We’d love to hear about the ordinary ethical questions that come up on the course of your day as well as any questions of religion that you’ve wondered about. Tell us how you resolved an ethical dilemma and see how members of the Ethics and Religion Talk panel would have handled the same situation. Please send your questions to [email protected].

Rev. Ray Lanning, a retired minister of the Reformed Presbyterian Church of North America, responds:

“Presbyterians confess that ‘God from all eternity, did by the most wise and holy counsel of his own will, freely and unchangeably ordain whatsoever comes to pass’ (Westminster Confession, Ch. III). As the Creator of all things, God has power to do what He wills with His creatures and possessions. In the case of those whom God has elected to salvation and life, we must all confess that this is sheer grace and love most mysterious. We certainly did nothing to deserve it. We are no better or wiser than others.

“In the case of those who in the will of God are passed by and left to go on and perish in sin, what can be said? They choose to defy God and go their own way. Some are so foolish as to deny that God exists (Psalm 14:1). How can they complain? God gives them what they want. In hell they must forever live with the choice that they made.

“Every day that they lived on earth, they experienced the goodness, forbearance, and long suffering of God (Romans 2:4). He gave them life and breath and all things (Acts 17:25). He gave them space to repent, and every day His great works as the Maker of heaven and earth attested His eternal power and deity, ‘so that they are without excuse’ (Psalm 19:1, 2; Romans 1:19-21). You cannot turn your back on God and not expect to face the consequences.”

Fred Stella, the Pracharak (Outreach Minister) for the West Michigan Hindu Temple, responds:

“Hinduism as a form of the doctrine of Predestination. That is, each soul, being a pure reflection of the divine which has entered the material world, is predestined to reunite with its sacred source at some point. We hold to the belief that the soul will reincarnate multiple times, but when the soul reaches a full maturity it will cease an earthly existence and know the joy of God. To be clear, we are talking about every soul; not just Hindu souls. This is one reason why Hindus do not, as a rule, attempt to persuade others to convert. To paraphrase Mr. Joel, ‘Don’t go changin’…He loves you just the way you are.’ ”

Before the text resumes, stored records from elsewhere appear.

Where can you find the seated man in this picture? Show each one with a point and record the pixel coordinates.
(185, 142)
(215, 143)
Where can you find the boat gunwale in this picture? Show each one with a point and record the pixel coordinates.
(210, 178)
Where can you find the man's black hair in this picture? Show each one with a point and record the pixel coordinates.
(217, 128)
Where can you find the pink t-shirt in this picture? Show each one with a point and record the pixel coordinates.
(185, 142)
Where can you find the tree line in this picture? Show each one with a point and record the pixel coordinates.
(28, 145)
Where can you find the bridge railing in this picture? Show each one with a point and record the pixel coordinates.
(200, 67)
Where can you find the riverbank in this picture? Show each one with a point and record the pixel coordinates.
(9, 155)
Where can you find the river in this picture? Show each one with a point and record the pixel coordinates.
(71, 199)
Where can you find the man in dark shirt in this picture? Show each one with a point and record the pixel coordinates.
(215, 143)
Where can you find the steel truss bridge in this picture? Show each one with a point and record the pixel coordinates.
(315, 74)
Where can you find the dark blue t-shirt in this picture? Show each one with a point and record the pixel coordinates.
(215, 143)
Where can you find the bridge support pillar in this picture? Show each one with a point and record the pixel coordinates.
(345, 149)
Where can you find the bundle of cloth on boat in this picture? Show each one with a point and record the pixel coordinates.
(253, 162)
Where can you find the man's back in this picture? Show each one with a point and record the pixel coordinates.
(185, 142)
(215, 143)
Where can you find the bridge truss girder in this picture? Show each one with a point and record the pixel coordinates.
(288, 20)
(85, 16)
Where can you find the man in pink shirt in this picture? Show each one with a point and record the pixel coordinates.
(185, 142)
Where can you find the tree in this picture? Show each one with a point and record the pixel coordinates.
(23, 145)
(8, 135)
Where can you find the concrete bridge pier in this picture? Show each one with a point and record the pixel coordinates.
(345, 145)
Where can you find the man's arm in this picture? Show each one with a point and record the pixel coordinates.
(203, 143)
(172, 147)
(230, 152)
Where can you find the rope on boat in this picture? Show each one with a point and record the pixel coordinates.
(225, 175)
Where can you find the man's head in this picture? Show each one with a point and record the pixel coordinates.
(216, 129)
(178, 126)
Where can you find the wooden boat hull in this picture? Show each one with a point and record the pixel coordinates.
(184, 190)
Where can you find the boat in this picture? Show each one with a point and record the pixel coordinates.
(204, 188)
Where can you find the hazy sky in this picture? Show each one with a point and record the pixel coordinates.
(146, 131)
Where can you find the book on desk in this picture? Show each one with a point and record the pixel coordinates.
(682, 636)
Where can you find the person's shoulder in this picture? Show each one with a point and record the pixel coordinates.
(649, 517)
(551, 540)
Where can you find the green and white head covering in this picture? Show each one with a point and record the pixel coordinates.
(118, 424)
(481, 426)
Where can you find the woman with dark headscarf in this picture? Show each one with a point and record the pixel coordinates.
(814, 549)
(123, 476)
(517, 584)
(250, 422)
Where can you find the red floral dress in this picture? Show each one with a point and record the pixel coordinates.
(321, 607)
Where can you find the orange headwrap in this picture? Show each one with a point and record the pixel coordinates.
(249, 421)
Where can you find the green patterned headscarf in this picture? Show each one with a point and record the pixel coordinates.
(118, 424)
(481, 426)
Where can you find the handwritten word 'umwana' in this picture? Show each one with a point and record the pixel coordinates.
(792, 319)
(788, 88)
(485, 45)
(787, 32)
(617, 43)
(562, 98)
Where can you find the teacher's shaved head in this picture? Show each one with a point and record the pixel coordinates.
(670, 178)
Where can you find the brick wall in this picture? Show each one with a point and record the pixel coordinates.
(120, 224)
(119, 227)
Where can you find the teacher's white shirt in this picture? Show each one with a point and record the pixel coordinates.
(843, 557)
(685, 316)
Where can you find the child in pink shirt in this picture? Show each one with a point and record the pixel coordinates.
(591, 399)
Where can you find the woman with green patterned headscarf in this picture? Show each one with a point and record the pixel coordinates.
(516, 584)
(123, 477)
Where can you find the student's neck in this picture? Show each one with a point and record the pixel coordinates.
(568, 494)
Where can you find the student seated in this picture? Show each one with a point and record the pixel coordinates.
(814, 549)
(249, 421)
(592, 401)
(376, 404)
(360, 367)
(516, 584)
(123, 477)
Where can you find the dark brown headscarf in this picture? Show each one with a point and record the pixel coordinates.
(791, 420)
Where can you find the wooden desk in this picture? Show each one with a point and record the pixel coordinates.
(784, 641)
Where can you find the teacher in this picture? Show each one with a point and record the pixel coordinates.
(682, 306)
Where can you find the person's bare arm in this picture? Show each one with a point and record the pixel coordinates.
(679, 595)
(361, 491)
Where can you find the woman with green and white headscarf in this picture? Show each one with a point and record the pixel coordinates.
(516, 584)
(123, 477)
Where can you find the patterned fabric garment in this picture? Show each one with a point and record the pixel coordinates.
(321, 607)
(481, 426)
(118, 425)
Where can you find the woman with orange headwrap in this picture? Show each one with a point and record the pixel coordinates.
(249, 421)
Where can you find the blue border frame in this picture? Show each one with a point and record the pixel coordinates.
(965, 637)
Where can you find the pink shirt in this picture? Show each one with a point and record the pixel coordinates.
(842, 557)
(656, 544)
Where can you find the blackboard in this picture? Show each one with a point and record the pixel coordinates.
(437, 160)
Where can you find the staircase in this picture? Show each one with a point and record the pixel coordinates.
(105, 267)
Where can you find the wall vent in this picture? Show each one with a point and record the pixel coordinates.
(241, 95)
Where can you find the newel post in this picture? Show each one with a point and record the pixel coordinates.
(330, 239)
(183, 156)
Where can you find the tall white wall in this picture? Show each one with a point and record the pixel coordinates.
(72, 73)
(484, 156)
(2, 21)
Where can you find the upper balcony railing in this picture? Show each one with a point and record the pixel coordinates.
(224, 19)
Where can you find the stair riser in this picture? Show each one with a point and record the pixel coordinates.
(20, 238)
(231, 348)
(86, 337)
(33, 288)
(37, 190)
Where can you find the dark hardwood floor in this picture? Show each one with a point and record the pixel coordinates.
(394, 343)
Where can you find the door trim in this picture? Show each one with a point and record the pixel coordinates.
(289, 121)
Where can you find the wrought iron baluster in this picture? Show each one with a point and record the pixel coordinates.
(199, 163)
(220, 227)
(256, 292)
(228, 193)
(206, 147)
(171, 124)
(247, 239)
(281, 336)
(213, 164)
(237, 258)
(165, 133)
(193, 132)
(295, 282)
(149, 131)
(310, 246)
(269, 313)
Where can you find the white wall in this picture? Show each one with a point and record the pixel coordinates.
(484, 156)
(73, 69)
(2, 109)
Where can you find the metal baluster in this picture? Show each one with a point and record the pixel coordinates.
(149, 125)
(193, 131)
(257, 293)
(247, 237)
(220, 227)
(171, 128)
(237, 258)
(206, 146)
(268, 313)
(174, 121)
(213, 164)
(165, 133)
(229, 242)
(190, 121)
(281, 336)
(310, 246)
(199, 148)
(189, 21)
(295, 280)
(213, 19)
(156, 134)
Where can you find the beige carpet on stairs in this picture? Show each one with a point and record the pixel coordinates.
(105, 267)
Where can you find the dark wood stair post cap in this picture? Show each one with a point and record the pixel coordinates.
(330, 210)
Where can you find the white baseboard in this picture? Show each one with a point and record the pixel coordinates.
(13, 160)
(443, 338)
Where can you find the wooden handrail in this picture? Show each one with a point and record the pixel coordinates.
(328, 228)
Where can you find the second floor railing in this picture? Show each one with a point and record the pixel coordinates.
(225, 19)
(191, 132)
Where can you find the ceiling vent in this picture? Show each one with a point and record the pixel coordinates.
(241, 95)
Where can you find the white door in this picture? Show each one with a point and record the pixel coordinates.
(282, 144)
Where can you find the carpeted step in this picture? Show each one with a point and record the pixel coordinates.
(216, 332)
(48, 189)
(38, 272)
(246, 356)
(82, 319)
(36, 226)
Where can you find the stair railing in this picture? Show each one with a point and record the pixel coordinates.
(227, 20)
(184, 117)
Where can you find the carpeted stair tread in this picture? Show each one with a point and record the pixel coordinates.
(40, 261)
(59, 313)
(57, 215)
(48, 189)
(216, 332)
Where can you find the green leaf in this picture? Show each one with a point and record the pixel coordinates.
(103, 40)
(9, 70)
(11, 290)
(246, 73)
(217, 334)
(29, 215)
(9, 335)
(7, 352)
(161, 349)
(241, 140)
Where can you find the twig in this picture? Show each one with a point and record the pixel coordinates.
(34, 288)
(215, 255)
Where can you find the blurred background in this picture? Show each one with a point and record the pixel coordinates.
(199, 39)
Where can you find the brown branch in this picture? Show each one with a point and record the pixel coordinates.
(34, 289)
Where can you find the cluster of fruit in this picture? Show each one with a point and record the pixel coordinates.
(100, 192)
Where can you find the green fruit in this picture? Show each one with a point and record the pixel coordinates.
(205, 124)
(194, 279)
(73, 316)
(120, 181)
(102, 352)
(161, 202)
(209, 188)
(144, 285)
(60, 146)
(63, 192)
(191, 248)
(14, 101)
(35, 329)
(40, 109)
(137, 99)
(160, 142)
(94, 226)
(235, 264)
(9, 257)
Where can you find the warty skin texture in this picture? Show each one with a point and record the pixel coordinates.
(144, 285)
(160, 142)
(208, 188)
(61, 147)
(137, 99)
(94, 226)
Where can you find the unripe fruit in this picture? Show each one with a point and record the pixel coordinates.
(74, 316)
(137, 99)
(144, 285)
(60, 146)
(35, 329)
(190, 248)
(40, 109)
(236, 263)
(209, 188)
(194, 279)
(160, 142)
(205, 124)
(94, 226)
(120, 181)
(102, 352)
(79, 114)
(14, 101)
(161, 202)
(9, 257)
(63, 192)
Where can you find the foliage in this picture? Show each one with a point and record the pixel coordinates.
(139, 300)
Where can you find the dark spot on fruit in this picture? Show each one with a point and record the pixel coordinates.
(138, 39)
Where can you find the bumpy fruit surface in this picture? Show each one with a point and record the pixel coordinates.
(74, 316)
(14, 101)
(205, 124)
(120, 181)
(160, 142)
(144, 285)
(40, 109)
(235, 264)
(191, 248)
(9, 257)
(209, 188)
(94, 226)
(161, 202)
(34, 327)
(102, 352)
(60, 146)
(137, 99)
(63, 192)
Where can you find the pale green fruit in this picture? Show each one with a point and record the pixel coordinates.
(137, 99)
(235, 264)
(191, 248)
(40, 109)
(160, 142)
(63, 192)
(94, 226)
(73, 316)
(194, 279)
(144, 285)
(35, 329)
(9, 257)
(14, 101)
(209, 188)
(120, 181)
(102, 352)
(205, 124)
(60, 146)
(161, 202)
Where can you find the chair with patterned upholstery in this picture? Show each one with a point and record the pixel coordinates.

The Reverend Colleen Squires, minister at All Souls Community Church of West Michigan, a Unitarian Universalist Congregation, responds:

“As Unitarian Universalists we would look to our Universalist teachings where we believe in universal salvation for all people; in other words, all souls will get into heaven. For those of us who believe in God we believe in a loving God and not a vengeful God.

“We believe we are called to create heaven here on earth right now in this lifetime. This is how we interpret the Gospel of Luke 17:21 - ‘The kingdom of God is not coming with things that can be observed; nor will they say, “Look, here it is!” or “There it is!” For, in fact, the kingdom of God is among you.’”

Ty Silzer, a former pastor in the Presbyterian Church in America, responds:

“You’ve succinctly pointed out either the core issue or the core problem of what is known as the theology of Predestination, also known as Calvinism, due to John Calvin’s (1509-1564) writings within Christianity.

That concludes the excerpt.